A homemade gift for grandma teaches kids heartfelt lessons.
mothers day pix1

Picture Perfect, p.1


  • Colored paper
  • Pencil
  • Crayons
  • Scissors
  • Rhinestones
  • Glue or paste
  • 1-inch foam brush (for glue
  • Glitter pens
  • Pipe cleaner
  • Beads
  • Spool wire
  • Corrugated and plain carboard
  • Ruler
  • Craft knife
  • Poster paint in several colors
  • Plastic container
  • Craft sticks
  • Two 2-inch foam brushes (for paint)

What could be more fun and heartfelt than crafting a Mother's Day keepsake for Grandma? "When children create a gift for a grandparent, they gain perspective on the meaning of generations and their own place in the family," says Sara Wilford, director of the Early Childhood Center at Sarah Lawrence College in Yonkers, NY. "They also experience the feelings involved in giving a gift to a loved one." Our easy-to-make 3-D craft project cultivates a variety of skills too: Making the butterfly develops fine-motor ability, and measuring the different quantities of paint for the frame encourages skills such as estimation and prediction. "It also invites discovery," says Wilford, who notes that children are fascinated by the process of combining different shades to produce new colors.

To make the project:

1. Ask your child to draw butterfly wings on a sheet of colored paper. Cut out the shape, and press a fold between the wings. Let her dab a drop of glue or paste on the rhinestones and press them on the wings, then draw squiggles around the rhinestones with glitter pens and crayons.

2. Curl the end of a pipe cleaner into a spiral to form the head. Fold the pipe cleaner so it fits over the length of the center between the wings, then slip it behind them. Twist the uncurled end around the head and trim the excess.

3. Cut a 4-inch length of wire. Thread a bead onto one end, then twist the wire over the bead and around it to secure. Repeat at the other end. Thread the wire through the pipe cleaner head and twist at the center to create antennae.

mothers day pix2

Picture Perfect, p.2

4. Have your child use a pencil and ruler to measure a rectangle on the back of a piece of corrugated cardboard to make the frame. The opening should be an inch longer and wider than the butterfly; the border should be 2 inches wide. Cut out the opening and perimeter of the frame with a craft knife. Measure the plain cardboard so it's 1/2 inch larger than the corrugated frame all around.

5. Mix poster paint in a small container with a craft stick. For the lilac shown, mix 1 part blue, 1 part red, and 2 or 3 parts white, then add a few drops of water to thin it. Paint the corrugated side and let dry.

6. Mix white paint with a little water. Brush the white paint over the lilac to "frost" the corrugated peaks. Ask your child to paint the face of the plain cardboard backing white and let it dry, then glue or paste the frame over the backing.

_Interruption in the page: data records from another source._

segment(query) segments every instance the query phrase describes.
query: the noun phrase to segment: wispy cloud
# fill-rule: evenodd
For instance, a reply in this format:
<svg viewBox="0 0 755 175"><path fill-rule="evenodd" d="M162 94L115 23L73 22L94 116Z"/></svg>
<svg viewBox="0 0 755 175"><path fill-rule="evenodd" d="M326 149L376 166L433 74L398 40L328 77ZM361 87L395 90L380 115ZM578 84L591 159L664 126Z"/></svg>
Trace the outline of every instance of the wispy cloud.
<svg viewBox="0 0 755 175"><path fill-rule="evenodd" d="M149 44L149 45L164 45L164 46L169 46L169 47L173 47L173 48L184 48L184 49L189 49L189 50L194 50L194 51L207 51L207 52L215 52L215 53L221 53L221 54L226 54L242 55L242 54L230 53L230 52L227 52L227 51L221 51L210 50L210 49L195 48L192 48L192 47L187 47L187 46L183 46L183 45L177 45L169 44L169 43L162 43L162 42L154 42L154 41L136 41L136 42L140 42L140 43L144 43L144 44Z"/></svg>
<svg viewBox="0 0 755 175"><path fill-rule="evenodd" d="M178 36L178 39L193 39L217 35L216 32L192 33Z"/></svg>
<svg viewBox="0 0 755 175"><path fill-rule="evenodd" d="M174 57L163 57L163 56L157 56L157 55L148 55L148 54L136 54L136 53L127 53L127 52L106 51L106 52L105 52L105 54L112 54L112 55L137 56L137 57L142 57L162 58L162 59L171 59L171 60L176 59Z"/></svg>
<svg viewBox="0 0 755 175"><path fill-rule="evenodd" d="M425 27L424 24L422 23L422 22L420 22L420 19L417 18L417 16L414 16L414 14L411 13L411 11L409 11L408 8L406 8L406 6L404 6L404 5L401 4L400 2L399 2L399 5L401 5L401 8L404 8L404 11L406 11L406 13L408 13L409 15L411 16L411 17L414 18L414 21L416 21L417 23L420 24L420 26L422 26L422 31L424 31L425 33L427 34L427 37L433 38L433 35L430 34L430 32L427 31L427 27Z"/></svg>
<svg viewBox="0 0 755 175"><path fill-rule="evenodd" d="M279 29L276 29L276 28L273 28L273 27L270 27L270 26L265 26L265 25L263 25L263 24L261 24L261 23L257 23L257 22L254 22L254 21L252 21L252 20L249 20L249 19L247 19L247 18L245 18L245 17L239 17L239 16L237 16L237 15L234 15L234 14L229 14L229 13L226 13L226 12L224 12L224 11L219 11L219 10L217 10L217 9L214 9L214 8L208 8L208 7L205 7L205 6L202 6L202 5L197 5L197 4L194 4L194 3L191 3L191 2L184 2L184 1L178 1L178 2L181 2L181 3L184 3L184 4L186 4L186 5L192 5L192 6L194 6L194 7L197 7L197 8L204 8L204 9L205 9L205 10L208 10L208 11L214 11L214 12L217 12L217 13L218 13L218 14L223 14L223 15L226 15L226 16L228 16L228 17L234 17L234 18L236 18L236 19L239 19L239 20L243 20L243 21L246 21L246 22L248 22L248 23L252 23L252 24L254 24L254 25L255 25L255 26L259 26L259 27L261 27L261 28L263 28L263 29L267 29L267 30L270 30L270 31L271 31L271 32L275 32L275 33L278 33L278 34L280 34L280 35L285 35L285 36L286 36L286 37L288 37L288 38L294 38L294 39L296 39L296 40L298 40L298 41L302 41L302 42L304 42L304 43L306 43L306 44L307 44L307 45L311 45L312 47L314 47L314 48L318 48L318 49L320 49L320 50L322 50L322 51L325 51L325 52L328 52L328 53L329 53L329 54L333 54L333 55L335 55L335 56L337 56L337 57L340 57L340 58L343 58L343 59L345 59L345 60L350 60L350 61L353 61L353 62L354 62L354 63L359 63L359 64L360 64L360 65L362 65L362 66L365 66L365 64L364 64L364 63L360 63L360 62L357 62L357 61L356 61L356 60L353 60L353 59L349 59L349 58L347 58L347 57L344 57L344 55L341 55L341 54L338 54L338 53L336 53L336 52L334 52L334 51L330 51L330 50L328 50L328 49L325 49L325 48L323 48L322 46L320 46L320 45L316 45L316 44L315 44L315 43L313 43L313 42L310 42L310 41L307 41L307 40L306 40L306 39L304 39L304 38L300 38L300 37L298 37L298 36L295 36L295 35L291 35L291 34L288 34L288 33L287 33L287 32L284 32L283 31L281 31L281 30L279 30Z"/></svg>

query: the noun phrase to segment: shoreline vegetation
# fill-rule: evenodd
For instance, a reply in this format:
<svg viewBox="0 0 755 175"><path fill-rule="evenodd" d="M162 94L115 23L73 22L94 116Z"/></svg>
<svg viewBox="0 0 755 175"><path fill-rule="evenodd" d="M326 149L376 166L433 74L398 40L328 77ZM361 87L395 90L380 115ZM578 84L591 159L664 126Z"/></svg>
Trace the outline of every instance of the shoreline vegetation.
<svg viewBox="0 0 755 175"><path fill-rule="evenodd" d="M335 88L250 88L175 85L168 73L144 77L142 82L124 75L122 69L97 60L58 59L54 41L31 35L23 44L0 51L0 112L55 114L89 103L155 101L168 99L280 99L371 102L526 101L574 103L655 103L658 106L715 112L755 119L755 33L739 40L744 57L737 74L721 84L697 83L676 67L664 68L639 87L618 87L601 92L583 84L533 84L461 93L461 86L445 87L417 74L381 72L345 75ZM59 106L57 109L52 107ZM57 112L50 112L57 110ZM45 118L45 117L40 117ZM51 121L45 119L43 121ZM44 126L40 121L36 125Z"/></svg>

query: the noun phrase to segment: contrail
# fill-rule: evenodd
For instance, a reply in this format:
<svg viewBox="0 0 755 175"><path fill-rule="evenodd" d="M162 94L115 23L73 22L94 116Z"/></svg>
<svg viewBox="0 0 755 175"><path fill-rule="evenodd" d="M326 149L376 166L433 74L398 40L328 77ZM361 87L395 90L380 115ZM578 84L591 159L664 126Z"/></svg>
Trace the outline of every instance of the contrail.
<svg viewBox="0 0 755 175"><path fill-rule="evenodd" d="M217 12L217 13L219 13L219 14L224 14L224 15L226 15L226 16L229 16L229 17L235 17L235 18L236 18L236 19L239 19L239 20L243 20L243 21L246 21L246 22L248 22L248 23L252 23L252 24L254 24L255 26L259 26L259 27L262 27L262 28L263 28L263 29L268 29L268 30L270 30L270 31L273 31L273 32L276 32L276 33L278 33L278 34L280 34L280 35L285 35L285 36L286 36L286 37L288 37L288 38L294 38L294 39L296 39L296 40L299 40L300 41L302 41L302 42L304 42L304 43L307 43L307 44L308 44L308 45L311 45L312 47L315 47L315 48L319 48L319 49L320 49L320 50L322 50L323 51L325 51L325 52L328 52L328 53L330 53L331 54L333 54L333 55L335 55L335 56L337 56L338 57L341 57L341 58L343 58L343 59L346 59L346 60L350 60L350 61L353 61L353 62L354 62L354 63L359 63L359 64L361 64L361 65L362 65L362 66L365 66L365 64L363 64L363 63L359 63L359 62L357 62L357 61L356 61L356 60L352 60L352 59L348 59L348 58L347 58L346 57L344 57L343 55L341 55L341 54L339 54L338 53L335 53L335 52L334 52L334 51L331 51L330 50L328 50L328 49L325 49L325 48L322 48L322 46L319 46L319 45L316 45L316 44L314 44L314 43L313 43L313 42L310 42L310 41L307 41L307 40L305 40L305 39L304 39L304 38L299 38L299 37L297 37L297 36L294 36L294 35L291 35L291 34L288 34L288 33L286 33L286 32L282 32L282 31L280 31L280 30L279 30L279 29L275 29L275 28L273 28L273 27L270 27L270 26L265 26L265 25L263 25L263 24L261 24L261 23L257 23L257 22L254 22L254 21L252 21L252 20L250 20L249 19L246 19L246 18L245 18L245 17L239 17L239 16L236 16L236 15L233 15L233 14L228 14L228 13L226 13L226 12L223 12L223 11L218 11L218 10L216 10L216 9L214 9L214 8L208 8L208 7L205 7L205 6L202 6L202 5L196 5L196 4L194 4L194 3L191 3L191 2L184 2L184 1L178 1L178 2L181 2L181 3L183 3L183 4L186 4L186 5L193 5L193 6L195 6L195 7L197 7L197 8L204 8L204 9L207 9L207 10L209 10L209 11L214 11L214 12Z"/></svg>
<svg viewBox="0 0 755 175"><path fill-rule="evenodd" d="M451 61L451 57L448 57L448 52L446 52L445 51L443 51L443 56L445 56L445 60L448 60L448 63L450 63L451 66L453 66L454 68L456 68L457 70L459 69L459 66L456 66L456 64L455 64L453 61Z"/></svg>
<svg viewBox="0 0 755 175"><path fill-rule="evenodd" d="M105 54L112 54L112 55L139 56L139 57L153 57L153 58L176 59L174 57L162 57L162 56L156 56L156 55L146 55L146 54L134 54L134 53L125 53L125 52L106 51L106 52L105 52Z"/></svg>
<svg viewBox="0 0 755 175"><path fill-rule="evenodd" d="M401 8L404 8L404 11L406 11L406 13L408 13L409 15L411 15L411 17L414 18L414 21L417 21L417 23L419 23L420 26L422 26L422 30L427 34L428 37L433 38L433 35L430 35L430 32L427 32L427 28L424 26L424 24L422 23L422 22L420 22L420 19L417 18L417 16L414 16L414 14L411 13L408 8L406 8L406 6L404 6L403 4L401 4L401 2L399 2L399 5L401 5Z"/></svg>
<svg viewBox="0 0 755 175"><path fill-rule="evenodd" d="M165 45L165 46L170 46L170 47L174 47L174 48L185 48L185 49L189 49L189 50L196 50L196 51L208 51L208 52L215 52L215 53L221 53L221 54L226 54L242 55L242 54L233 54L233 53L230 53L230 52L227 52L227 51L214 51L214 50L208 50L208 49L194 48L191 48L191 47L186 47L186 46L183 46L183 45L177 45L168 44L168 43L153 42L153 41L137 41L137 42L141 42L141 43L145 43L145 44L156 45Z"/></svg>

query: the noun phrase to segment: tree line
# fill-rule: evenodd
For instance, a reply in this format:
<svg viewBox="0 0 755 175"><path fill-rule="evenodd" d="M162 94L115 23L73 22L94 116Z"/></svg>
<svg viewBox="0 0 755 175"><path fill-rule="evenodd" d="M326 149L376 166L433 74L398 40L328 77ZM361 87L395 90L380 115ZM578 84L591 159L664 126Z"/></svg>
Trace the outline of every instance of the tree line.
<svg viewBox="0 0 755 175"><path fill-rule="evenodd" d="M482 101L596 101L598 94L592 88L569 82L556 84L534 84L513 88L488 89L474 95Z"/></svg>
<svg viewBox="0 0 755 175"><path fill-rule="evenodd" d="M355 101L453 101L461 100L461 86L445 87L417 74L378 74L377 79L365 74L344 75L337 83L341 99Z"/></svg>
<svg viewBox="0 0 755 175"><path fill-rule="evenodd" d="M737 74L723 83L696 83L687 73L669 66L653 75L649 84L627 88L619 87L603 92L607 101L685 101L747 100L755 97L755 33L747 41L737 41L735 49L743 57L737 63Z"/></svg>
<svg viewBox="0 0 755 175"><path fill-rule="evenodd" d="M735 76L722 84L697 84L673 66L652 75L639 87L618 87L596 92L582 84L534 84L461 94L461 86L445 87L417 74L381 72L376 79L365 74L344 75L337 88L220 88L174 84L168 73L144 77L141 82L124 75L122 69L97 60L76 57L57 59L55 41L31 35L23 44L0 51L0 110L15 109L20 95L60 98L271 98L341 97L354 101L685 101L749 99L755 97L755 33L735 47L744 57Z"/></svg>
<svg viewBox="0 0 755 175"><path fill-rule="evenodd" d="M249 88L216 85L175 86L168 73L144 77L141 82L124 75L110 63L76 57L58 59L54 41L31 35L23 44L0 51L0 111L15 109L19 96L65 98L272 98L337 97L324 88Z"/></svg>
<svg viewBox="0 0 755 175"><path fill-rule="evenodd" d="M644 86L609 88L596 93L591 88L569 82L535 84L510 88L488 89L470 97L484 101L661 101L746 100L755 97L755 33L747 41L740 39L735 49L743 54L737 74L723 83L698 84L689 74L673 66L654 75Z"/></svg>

7. Cut out paper to fit inside the frame, and have your child write a note to Grandma and sign her name. Apply glue or paste along the spine on the back of the butterfly's wings, then press it onto the inscribed paper and hold until dry. Glue the assembled piece into the frame. Decorate as desired.

* Because of the small materials involved, parents should always supervise their child's craft projects. This project is not recommended for children under 4.